La autora de “Feria” nos cuenta que su padre es ateo, su madre agnóstica, por no decir simplemente “no practicante”. Pero su abuela María Solo es católica practicante. Y ella, la autora y protagonista, con el tiempo, ve más atrayente lo de la abuela y decide hacer la Primera Comunión, con el monumental enfado de su padre, que no es precisamente un hombre dejado, ignorante, sino que es más bien un ateo practicante. Ateo monoteísta, dice Ana Iris constantemente, lo que ha oído decir a su propio padre.
Verdaderamente no deja de tener su chiste lo de ateo monoteísta. No queda claro si es que está dispuesto a negar sin miramientos la existencia de un solo Dios, pero no tendría grandes dificultades para sentirse politeísta, seguidor de dioses varios, porque en realidad no hay ateo más consecuente que el que tiene en la mente la posibilidad de varios dioses. Una persona normal en Occidente que cree en la existencia de varios dioses, podemos decir que es quien más se burla de la religión. Pero no es el caso. El padre de Ana Iris es simplemente ateo y vete tú a saber de dónde sale lo de monoteísta.
Ana Iris ha nacido en ese ten con ten de ateos en casa y católicos en la familia y en el relato que se contiene en “Feria” surgen, quizá sin pretenderlo, sus inclinaciones trascendentes. Quizá sobre todo cuando se topa con la realidad familiar de los difuntos. Su padre decide velar a la abuela de Ana -su madre- toda la noche, el día de su fallecimiento. Y a ella lo que se le ocurre es “¿pero creemos o no creemos?”. Es consciente de la incoherencia, porque siempre había dicho él que los muertos se hacen polvo y desaparecen, sin más. ¿El velatorio, entonces?
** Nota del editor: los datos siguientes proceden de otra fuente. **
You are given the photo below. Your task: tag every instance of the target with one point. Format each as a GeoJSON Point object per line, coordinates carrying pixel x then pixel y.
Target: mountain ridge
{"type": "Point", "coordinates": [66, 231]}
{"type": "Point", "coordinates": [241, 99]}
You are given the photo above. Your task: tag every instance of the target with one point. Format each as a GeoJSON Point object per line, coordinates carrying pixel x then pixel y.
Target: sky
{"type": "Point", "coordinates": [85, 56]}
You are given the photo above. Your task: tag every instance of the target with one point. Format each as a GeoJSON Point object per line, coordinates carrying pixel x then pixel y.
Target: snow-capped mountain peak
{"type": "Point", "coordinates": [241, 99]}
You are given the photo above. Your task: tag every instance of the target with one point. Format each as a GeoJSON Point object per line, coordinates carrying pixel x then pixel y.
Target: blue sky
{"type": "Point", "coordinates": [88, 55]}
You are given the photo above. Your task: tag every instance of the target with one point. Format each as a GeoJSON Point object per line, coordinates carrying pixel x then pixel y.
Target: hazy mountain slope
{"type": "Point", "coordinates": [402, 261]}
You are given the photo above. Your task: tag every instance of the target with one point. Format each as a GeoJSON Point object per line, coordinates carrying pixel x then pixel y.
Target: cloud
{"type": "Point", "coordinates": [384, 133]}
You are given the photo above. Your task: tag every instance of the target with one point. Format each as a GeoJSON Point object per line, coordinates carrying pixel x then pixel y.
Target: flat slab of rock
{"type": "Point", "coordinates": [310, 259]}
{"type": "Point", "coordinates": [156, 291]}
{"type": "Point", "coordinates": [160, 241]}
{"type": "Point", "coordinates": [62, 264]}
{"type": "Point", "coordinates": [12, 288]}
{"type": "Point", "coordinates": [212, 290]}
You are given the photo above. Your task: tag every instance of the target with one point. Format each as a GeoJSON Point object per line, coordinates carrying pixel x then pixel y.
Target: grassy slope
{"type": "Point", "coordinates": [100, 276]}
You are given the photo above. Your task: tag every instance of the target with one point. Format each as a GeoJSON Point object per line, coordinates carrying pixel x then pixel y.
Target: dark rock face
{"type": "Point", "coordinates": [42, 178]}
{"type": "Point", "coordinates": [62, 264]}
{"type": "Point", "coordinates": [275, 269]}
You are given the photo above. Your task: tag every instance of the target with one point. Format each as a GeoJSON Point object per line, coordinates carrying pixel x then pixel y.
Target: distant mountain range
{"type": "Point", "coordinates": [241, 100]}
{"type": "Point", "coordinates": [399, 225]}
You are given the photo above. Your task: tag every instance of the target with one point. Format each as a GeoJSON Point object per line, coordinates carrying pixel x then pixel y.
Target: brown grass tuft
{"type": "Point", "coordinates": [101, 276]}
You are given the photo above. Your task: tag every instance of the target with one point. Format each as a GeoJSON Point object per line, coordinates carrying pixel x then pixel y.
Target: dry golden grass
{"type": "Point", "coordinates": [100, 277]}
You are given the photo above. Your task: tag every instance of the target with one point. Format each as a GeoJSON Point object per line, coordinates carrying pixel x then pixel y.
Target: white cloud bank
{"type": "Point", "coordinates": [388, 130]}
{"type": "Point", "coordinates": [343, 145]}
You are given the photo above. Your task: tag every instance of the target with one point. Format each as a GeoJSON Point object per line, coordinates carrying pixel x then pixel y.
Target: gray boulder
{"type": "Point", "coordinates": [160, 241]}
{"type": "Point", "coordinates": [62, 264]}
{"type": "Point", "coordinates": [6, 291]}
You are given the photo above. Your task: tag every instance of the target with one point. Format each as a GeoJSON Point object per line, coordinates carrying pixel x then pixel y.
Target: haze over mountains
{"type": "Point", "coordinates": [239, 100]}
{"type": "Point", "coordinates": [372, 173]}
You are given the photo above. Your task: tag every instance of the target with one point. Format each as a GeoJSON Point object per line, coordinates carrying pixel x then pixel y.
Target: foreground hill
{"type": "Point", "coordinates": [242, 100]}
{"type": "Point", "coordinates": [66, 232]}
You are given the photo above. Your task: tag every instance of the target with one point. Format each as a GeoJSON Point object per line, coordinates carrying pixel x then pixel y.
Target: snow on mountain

Así surgen, a lo largo de la historia que ella escribe, la relación con una tierra, La Mancha, con un pueblo, Campo de Criptana, con una sociedad donde la mayoría de las personas, siendo más o menos practicantes, son creyentes. Creyentes, al menos de procesión y romería. Y de rezar a los difuntos. La autora de este simpático relato deja caer, de vez en cuando, las dudas de fondo que cualquiera se puede encontrar en su vida. El creyente poco practicante no se plantea grandes cosas, pues tiene una especie de seguridad de que tarde o temprano se encontrará con Dios.
Pero el ateo, casi sin darse cuenta, es más practicante que el católico mediocre. Se siente obligado a insistir en su increencia, sabedor de que está incluido en la minoría, y que una cosa es ser agnóstico, o sea, dejado de la mano de Dios, y otra cosa es ser oficialmente “ateo monoteísta”. Siendo así, que la hija, al llegar a cierta edad, decida hacer la Primera Comunión, para él, ateo convencido, es una derrota.
Es indudable que el ambiente ateo de su padre la ha movido a pensar. Tiene una inquietud, que se manifiesta en algunas declaraciones. Por ejemplo: “La única hierofanía posible en La Mancha se produce si uno alza la vista y comprende que igual es sobria y austera en el suelo porque robar protagonismo a esos cielos no sería de ley y para comprender eso también hace falta valor y saber mirar, concretamente hacia arriba, más allá de uno mismo. Esto te lo diré llegando a la portá del bisabuelo y seguramente no me vayas escuchando ya, pero dará igual porque te lo repetiré muchas veces a lo largo de tu vida” (p. 184).
¿No es sentido de trascendencia sentir la necesidad de saber mirar hacia arriba? Eso es algo muy necesario y poco presente en la vida materialista de Occidente.